If only ACTS_LOG_FAILURE_THRESHOLD is set, ACTS_ENABLE_LOG_FAILURE_THRESHOLD will be set automatically, i.e. a compile-time threshold will be set

Two functions exist to interact with the failure threshold:

Level Acts::Logging::getFailureThreshold()

Get debug level above which an exception will be thrown after logging.

All messages with a debug level equal or higher than the return value of this function will cause an exception to be thrown after log emission.

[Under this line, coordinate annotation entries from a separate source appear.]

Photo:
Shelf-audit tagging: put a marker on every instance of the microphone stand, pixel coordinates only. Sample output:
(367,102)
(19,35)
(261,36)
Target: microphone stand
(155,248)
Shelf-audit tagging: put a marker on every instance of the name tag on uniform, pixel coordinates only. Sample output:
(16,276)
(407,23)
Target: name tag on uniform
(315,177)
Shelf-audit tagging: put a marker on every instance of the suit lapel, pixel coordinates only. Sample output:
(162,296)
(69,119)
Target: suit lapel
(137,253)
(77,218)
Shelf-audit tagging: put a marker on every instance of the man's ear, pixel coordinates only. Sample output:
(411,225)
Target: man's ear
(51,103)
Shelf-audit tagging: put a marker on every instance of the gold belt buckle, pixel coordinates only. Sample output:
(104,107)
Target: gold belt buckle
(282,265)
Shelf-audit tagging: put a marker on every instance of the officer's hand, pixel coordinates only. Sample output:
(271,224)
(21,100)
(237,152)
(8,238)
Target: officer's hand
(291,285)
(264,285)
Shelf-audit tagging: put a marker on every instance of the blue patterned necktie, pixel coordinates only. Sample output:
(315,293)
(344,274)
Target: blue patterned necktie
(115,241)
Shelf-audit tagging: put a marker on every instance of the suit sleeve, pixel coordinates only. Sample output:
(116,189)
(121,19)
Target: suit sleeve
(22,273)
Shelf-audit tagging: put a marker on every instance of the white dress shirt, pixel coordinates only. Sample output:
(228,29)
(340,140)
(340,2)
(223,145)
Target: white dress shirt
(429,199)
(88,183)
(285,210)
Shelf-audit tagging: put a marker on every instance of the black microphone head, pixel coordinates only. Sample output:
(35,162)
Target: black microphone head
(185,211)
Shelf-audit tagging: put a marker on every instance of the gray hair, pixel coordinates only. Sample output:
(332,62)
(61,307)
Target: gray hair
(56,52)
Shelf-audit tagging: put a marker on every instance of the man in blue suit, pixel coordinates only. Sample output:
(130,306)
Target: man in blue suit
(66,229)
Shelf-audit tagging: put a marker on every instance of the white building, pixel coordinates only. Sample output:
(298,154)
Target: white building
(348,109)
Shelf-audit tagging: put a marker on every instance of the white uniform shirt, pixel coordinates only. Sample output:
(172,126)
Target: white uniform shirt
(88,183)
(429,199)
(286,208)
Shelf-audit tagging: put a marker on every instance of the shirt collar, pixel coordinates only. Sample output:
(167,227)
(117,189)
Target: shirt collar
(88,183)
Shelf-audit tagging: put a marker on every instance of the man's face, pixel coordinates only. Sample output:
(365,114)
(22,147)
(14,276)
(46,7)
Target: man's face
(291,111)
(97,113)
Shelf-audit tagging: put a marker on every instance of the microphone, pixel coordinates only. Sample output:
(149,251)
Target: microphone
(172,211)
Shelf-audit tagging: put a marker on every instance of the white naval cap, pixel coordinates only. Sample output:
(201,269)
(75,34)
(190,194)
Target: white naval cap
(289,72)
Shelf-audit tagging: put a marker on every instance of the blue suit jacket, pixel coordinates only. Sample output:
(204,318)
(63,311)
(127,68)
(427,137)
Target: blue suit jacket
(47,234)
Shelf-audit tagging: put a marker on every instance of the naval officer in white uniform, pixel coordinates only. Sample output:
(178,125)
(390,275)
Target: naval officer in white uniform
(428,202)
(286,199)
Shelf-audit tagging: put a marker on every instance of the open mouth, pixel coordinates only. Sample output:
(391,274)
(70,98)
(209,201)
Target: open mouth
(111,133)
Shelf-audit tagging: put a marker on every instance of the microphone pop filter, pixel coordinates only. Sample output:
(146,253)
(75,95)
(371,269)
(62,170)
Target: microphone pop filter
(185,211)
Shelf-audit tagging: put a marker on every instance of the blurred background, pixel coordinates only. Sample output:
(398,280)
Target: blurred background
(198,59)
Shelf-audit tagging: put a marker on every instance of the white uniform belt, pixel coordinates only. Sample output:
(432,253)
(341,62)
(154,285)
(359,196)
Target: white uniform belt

Depending on preprocessor settings ACTS_ENABLE_LOG_FAILURE_THRESHOLD and ACTS_LOG_FAILURE_THRESHOLD, this operations is either constexpr or a runtime operation.

void Acts::Logging::setFailureThreshold(Level level)

Set debug level above which an exception will be thrown after logging.

All messages with a debug level equal or higher than level will cause an exception to be thrown after log emission.


This function is only available if ACTS_LOG_FAILURE_THRESHOLD is unset, i.e. no compile-time threshold is used. Otherwise an exception is thrown.


The runtime log failure threshold is global state, therefore this function is not threadsafe. The intention is that this level is set once, before multi-threaded execution begins, and then not modified before the end of the job.